Verse 9.26 [Duty towards Children]

Sanskrit text, Unicode transliteration and English translation by Ganganath Jha:

प्रजनार्थं महाभागाः पूजार्हा गृहदीप्तयः ।
स्त्रियः श्रियश्च गेहेषु न विशेषोऽस्ति कश्चन ॥ २६ ॥

prajanārthaṃ mahābhāgāḥ pūjārhā gṛhadīptayaḥ |
striyaḥ śriyaśca geheṣu na viśeṣo'sti kaścana || 26 ||

There is no difference whatever between the goddess of fortune and the women who secure many blessings for the sake of bearing children, who are worthy of worship and who form the glory of their household—(26)

 

Medhātithi’s commentary (manubhāṣya):

Question.—“In what way is the duty towards children conducive to happiness, since children are dependent upon the man himself, and women, being beset with many defects, deserve to be abandoned? And who is there who would be willing to maintain all these in his house?”

It is with a view to set aside such notions that we have the present verse.

In as much as the defects of women are capable of rectification, they are ‘worthy of worship’. When the above-mentioned verses dilated upon the defects of women, it was not with a view to discredit them, or to make people avoid them; it was done with this view that they may be guarded against evil. Simply because there are beggars, people do not give up cooking their food; or because there are deer to graze them, people do not desist from sowing seeds.

Bearing children’—stands for the whole series of acts beginning with conception and ending with fostering and bringing them up: as is going to be said below (27)—‘Begetting of children and nourishing of those that are born’.

They are like effulgence in their home. It is well-known that there is no comfort at home, in the absence of the wife. Even when there is plenty of wealth, if the wife is absent, the household is not able to attend to the feeding and other needs of friends and relatives that may happen to come in as guests. In fact, they are as powerless as poor men.

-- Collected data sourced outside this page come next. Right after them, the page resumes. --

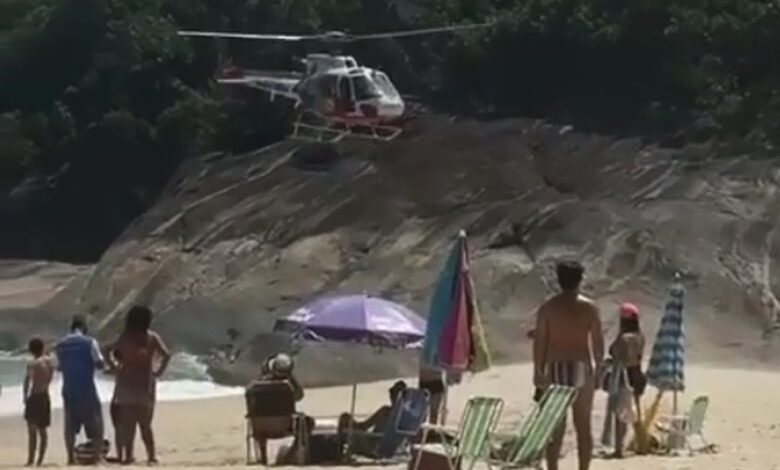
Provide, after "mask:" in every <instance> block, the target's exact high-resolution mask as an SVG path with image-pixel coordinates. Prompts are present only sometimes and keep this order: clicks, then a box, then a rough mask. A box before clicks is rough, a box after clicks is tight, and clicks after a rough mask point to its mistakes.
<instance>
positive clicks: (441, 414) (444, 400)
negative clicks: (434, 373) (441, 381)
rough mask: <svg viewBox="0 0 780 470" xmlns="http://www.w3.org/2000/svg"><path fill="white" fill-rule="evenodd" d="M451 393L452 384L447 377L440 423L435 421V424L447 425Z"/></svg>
mask: <svg viewBox="0 0 780 470" xmlns="http://www.w3.org/2000/svg"><path fill="white" fill-rule="evenodd" d="M449 395H450V385H449V384H448V383H447V379H446V378H445V379H444V396H443V397H442V400H441V405H440V406H441V409H440V410H439V414H440V418H439V421H440V423H434V424H440V425H441V426H445V425H446V424H447V397H449Z"/></svg>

For this reason there is no difference between the Goddess of Fortune and women in their homes.—(26)

 

Explanatory notes by Ganganath Jha

This verse is quoted in Vivādaratnākara (p. 416);—in Madanapārijāta (p. 190);—and in Nṛsiṃhaprasāda (Saṃskāra, 66b).

 

Comparative notes by various authors

(verses 9.26-27)

Mahābhārata (13.40.11).—‘One who desires his own prosperity should always honour women; O Bhārata, when the woman is loved and also held in restraint, she becomes the Goddess of Prosperity herself.’